There's nothing wrong with suggesting users to have a strong password, in fact I think that's a great thing. But once you force people to have passwords that contain a lowercase, an uppercase, at least 1 number and symbol, that becomes a problem because a lot of people including me don't want that for reasons we don't need to justify. We just need to inform players that we don't provide refunds to hacked accounts and once that message becomes clear, it's up to the player's choice whether they want to risk getting their accounts hacked for an easy to type password or have a strong password. The new pin system is done well because it adds an extra wall for hackers to break down and at the same time it's not all up-in-your-face annoying.
I'm okay with not forcing them. As for the rest of what you just said though, it also means that things like donations are at risk because i think that people can easily get scared for this sort of stuff to the point where they would not donate because of the risk. In that sense i believe that security measures do have to be implemented fast enough so that this kind of insecurities dont happen. Also let me quote @John on this, even though the system is already implemented (posted on this thread): That quote alone does make me question wether or not the PIN system was implemented only to calm people down and not as a real security measure.

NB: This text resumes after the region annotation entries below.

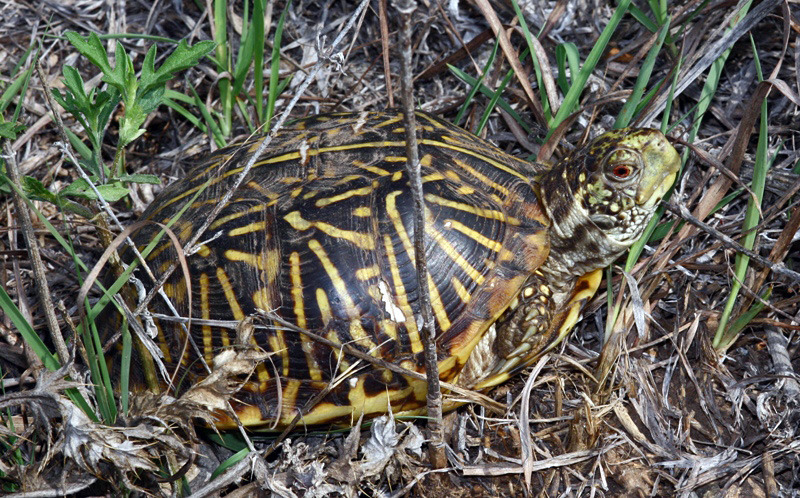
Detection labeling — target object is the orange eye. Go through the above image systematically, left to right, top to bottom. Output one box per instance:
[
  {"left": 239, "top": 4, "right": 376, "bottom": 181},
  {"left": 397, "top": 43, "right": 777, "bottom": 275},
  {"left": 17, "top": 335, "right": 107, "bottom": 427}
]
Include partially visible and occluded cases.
[{"left": 611, "top": 164, "right": 633, "bottom": 180}]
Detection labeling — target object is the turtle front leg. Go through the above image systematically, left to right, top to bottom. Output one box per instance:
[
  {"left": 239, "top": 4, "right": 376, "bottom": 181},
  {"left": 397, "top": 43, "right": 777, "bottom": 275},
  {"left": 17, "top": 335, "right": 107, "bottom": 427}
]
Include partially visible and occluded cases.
[{"left": 466, "top": 270, "right": 602, "bottom": 390}]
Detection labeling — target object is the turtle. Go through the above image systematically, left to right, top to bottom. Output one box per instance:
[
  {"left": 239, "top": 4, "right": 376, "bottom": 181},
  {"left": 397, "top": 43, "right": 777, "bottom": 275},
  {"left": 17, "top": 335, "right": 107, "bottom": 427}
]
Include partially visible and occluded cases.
[{"left": 109, "top": 111, "right": 680, "bottom": 429}]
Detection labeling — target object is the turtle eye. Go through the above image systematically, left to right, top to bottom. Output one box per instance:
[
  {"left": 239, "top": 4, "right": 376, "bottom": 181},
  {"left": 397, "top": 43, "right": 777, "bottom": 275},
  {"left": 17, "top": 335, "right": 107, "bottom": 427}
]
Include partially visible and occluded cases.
[{"left": 611, "top": 164, "right": 633, "bottom": 180}]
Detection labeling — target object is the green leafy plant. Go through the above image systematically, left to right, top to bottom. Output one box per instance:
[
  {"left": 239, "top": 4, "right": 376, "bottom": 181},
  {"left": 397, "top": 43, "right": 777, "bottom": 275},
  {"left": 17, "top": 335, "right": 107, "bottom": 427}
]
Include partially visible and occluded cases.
[
  {"left": 192, "top": 0, "right": 291, "bottom": 147},
  {"left": 49, "top": 31, "right": 214, "bottom": 205}
]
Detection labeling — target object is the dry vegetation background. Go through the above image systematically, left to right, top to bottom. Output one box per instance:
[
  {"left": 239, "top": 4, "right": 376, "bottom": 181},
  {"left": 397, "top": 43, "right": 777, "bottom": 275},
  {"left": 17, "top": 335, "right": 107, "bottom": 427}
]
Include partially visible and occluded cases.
[{"left": 0, "top": 0, "right": 800, "bottom": 497}]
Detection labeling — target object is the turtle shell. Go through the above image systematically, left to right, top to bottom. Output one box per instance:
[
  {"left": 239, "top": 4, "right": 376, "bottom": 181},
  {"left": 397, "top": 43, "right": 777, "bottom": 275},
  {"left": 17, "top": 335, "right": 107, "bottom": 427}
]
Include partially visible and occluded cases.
[{"left": 125, "top": 112, "right": 548, "bottom": 427}]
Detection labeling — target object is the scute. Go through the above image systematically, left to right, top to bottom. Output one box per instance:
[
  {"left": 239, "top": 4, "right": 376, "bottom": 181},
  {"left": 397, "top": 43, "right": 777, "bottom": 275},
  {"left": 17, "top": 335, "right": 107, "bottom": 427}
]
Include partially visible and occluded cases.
[{"left": 123, "top": 113, "right": 548, "bottom": 427}]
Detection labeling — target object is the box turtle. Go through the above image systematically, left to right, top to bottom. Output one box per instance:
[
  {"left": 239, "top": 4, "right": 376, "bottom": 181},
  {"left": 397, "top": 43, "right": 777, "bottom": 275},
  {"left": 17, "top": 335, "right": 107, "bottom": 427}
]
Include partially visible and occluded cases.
[{"left": 115, "top": 112, "right": 680, "bottom": 428}]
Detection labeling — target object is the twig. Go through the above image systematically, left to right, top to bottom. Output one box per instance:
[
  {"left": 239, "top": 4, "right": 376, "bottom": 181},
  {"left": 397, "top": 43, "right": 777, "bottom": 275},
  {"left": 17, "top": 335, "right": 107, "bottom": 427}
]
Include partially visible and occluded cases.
[
  {"left": 394, "top": 0, "right": 447, "bottom": 469},
  {"left": 3, "top": 140, "right": 70, "bottom": 366},
  {"left": 664, "top": 203, "right": 800, "bottom": 282},
  {"left": 764, "top": 327, "right": 800, "bottom": 401}
]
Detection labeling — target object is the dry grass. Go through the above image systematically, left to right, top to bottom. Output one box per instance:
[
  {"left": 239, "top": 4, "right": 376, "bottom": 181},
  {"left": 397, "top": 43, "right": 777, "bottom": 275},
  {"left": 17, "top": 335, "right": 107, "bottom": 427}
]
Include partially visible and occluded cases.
[{"left": 0, "top": 0, "right": 800, "bottom": 496}]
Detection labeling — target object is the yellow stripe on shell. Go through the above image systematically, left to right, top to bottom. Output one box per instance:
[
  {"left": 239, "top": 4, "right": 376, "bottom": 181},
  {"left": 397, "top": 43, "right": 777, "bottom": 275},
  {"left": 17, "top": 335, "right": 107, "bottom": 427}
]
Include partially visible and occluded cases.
[
  {"left": 314, "top": 184, "right": 373, "bottom": 207},
  {"left": 425, "top": 194, "right": 520, "bottom": 225},
  {"left": 283, "top": 211, "right": 375, "bottom": 251},
  {"left": 445, "top": 220, "right": 503, "bottom": 252},
  {"left": 228, "top": 221, "right": 267, "bottom": 237},
  {"left": 427, "top": 225, "right": 485, "bottom": 285},
  {"left": 383, "top": 235, "right": 423, "bottom": 354},
  {"left": 308, "top": 239, "right": 357, "bottom": 316},
  {"left": 224, "top": 249, "right": 267, "bottom": 271},
  {"left": 199, "top": 273, "right": 214, "bottom": 365}
]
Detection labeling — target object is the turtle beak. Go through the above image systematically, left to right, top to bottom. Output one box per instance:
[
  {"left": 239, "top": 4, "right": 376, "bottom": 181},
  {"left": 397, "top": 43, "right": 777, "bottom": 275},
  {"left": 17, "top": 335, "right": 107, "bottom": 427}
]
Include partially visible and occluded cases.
[{"left": 636, "top": 130, "right": 681, "bottom": 209}]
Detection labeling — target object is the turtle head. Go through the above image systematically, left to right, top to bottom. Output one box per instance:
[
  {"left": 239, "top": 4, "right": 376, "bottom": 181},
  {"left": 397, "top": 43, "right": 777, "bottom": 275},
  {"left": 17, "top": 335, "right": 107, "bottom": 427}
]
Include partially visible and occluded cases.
[{"left": 541, "top": 128, "right": 680, "bottom": 267}]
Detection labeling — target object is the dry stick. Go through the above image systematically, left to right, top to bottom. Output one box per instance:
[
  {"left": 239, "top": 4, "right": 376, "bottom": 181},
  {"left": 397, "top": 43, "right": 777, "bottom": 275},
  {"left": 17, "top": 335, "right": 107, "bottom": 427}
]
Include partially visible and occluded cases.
[
  {"left": 378, "top": 0, "right": 394, "bottom": 107},
  {"left": 394, "top": 0, "right": 447, "bottom": 469},
  {"left": 640, "top": 0, "right": 781, "bottom": 123},
  {"left": 3, "top": 140, "right": 70, "bottom": 366},
  {"left": 664, "top": 203, "right": 800, "bottom": 282}
]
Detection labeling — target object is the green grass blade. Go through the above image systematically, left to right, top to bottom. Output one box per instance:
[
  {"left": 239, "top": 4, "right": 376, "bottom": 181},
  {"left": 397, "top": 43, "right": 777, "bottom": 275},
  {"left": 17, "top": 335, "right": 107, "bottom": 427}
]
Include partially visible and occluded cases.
[
  {"left": 252, "top": 0, "right": 266, "bottom": 124},
  {"left": 266, "top": 0, "right": 292, "bottom": 130},
  {"left": 547, "top": 0, "right": 631, "bottom": 138},
  {"left": 614, "top": 17, "right": 670, "bottom": 128},
  {"left": 712, "top": 35, "right": 770, "bottom": 350},
  {"left": 453, "top": 38, "right": 500, "bottom": 126}
]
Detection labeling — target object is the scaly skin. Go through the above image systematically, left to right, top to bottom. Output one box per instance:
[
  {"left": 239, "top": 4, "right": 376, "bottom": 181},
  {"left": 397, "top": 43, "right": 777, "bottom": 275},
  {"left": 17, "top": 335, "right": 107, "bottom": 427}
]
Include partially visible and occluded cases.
[{"left": 459, "top": 129, "right": 680, "bottom": 389}]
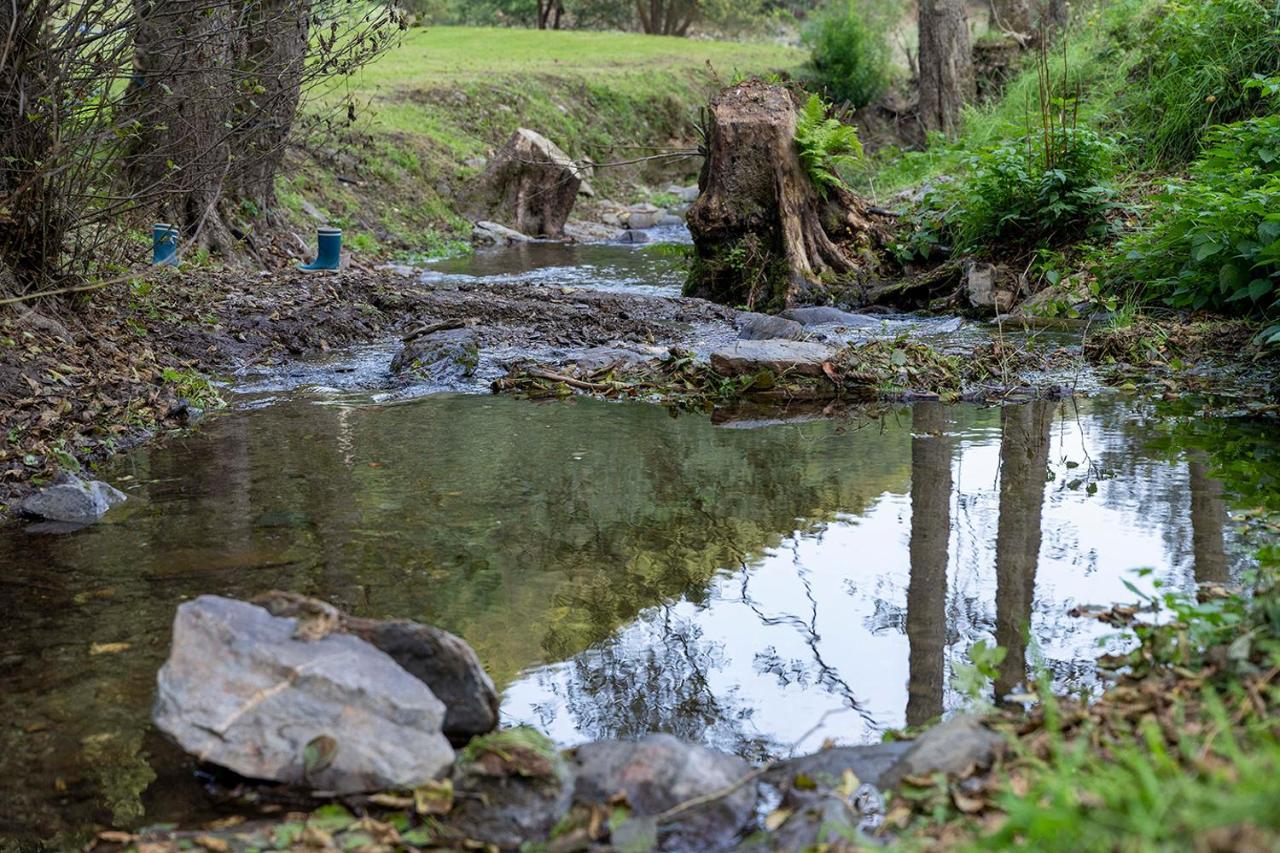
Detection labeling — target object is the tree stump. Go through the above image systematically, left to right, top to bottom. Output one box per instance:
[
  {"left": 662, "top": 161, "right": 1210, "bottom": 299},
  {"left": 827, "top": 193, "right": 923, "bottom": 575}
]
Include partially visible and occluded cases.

The PIN system is just not that good of a security measure. As for your point about people being scared to donate: I disagree entirely. If people care so much about their donation they can just make a password that would be very very hard to crack. The risk of being hacked when you have a strong password that you don't use for other servers/accounts is almost zero. I personally feel like this argument was only added to your case in an attempt to make the staff reconsider their stance though, of course, I could be wrong in that. It basically comes down to this: People who care enough about their account will make sure their password is safe and as strong as possible. People who don't care that much won't bother. It's up to the players to decide which category they fit into.
Ayy that last sentence stroke my heart so bad. Glad you did edit it though. I do care about donations, but only because they are what makes the server be able to work. And you are right about the rest. After all everyone needs to be responsible for their actions, even when it comes down to setting a password.